For the environment, we see that solar and other renewable energy resources can mitigate the environmental risks and help meet the statutory requirements under the sustainable development act. We believe that solar's locational versatility can allow it to be located in every jurisdiction in Canada. It can be deployed in and around tailings infrastructure and on brownfield lands. It can be easily relocated. Previously developed lands can be remediated to their prior state, if that is so chosen. The components can be recycled and are also permitted for landfill use. That's not the plan, but they are inert and can be put in landfill. However, we feel there's a long-term potential to incorporate reuse programs for renewable components due to their long, useful life. This would be after their contract life.
We see modules still on display in Toronto that are generating power with over 70% efficiency after 40 years. A lot of people look at solar as a 20-year product, but it has value far beyond that life. As a result, we describe it as a societal heritage asset with an ongoing positive terminal value. We believe that the repurposing programs can be incorporated into end-of-life programs to relocate our projects if there's a relocating plan to support local indigenous communities and other communities in the areas.
Turning to my last page, the impact mitigation includes the siting of projects on impacted lands, as I've already said.
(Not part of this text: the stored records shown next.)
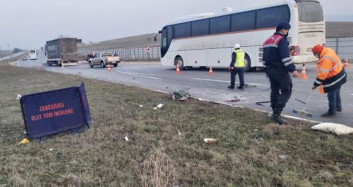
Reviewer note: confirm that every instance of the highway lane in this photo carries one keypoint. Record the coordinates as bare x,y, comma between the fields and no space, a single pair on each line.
151,75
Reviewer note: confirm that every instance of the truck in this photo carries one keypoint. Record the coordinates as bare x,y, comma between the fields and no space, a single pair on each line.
62,51
103,59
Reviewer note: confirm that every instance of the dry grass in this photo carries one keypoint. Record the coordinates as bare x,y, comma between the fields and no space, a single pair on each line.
250,151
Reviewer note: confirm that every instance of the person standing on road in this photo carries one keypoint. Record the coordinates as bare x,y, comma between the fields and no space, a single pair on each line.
278,63
237,67
330,77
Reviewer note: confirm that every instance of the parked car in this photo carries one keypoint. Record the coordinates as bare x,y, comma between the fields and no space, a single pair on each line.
103,59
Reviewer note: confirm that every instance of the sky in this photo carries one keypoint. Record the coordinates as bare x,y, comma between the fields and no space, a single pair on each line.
28,24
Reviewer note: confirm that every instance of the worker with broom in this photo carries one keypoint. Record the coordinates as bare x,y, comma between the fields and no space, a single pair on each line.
330,77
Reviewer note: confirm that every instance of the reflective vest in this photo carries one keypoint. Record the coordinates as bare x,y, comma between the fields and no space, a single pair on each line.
330,72
239,61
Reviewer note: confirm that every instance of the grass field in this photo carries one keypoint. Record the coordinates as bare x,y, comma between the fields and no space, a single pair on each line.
250,150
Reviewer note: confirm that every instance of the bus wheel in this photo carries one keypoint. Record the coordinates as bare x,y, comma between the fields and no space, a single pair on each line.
247,62
179,61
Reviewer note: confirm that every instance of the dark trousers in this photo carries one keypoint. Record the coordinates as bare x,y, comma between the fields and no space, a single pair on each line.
281,88
233,73
334,100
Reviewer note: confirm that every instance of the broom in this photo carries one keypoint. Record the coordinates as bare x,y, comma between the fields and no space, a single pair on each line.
303,112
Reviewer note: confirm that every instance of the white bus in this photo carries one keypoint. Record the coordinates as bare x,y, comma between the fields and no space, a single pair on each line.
208,39
32,55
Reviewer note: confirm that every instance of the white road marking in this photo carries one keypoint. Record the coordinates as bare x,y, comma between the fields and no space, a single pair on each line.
139,75
213,80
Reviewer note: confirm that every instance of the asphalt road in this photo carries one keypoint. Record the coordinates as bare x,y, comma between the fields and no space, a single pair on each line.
152,75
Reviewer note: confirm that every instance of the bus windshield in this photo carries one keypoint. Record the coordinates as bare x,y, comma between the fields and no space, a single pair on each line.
310,12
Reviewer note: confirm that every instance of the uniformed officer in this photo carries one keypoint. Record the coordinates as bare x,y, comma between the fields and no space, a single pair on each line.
237,67
279,64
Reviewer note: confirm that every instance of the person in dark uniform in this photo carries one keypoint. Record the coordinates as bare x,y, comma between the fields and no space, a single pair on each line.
237,67
279,64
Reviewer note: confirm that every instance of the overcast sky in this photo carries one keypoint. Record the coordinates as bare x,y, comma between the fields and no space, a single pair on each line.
27,24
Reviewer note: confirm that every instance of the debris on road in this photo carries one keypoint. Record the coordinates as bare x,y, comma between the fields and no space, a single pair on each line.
334,128
24,141
18,96
158,106
233,100
210,140
262,102
181,95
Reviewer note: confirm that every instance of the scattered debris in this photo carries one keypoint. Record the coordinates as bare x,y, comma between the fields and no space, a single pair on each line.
209,140
18,96
24,141
262,102
334,128
300,100
233,100
250,86
158,107
181,95
282,156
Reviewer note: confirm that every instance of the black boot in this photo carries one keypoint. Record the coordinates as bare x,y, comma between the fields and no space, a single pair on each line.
276,116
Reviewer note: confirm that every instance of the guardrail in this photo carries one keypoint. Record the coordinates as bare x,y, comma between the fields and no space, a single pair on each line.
14,57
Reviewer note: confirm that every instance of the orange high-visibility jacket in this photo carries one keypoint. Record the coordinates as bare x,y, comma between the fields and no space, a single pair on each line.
330,72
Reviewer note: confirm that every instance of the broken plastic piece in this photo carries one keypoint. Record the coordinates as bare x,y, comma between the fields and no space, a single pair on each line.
209,140
24,141
18,96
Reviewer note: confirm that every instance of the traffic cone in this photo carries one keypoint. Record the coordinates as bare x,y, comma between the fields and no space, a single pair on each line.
303,74
210,72
177,71
346,63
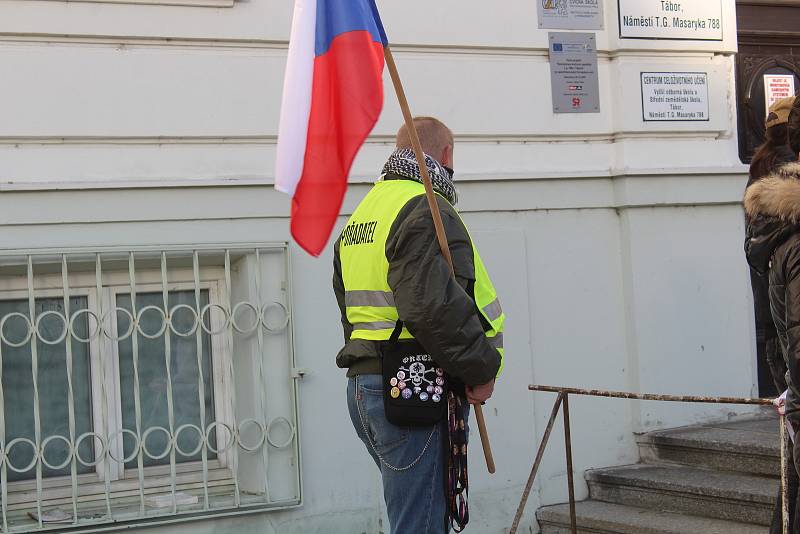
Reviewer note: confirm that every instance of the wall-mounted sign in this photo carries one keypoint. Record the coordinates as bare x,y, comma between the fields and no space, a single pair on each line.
777,86
573,73
699,20
675,96
571,14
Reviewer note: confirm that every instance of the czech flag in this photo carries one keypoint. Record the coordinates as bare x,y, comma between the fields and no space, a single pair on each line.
332,98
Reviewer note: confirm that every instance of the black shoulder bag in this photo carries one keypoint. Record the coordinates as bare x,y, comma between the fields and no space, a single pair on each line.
415,389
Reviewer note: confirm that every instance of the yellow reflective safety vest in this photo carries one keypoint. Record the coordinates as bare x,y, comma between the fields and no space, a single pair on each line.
369,301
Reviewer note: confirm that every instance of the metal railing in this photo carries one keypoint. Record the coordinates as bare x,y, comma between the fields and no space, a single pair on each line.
562,400
236,451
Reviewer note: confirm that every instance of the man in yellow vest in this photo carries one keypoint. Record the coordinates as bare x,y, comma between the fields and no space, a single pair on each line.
388,268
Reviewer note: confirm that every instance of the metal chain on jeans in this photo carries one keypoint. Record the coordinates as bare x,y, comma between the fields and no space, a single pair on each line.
457,477
372,445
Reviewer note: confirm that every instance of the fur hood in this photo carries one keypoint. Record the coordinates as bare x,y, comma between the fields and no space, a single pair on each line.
776,195
772,205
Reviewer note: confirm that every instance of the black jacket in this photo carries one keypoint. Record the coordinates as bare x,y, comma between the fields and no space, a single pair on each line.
772,246
439,311
765,328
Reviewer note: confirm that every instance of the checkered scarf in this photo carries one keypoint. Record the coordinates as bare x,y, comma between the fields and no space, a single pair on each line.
403,163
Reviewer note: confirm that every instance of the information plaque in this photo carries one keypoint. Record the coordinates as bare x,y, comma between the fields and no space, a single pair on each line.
570,14
697,20
776,87
573,73
675,96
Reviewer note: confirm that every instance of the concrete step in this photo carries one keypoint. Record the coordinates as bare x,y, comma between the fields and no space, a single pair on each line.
749,446
689,490
605,518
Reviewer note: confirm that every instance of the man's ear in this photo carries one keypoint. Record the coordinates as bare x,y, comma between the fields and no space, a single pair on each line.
447,156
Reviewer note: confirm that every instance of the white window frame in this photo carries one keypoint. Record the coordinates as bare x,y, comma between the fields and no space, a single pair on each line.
22,494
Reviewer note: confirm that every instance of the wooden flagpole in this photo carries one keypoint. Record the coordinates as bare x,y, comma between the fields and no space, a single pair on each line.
437,221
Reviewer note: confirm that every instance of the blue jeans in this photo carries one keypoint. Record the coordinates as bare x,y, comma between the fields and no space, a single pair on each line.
411,460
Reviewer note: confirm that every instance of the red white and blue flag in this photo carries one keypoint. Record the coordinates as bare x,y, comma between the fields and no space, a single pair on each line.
332,98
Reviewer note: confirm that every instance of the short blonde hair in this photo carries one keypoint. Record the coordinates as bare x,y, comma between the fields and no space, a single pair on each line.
434,136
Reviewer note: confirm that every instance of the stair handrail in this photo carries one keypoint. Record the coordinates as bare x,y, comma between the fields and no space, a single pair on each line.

Separately, we think incorporating renewable energy into existing natural resource projects supports the cumulative environmental net benefit, or is a cumulative environmental net benefit, to a natural resource project.
We believe that solar as well as other technologies improve the environmental footprint from an emissions and polluting offset perspective. They offset costly and potentially disastrous remote fuel transport, which is becoming a larger and larger concern in the north with ice roads not necessarily having the amount of time they need to supply fuel to operations, and supporting electricity needs for long-term water monitoring, treatment, and other compliance-related obligations associated with end-of-life mine closure commitments.
We believe that these potential environmental benefits need to be recognized as positive adders in the natural resource permitting process early on.
How is my time? I've probably run my course.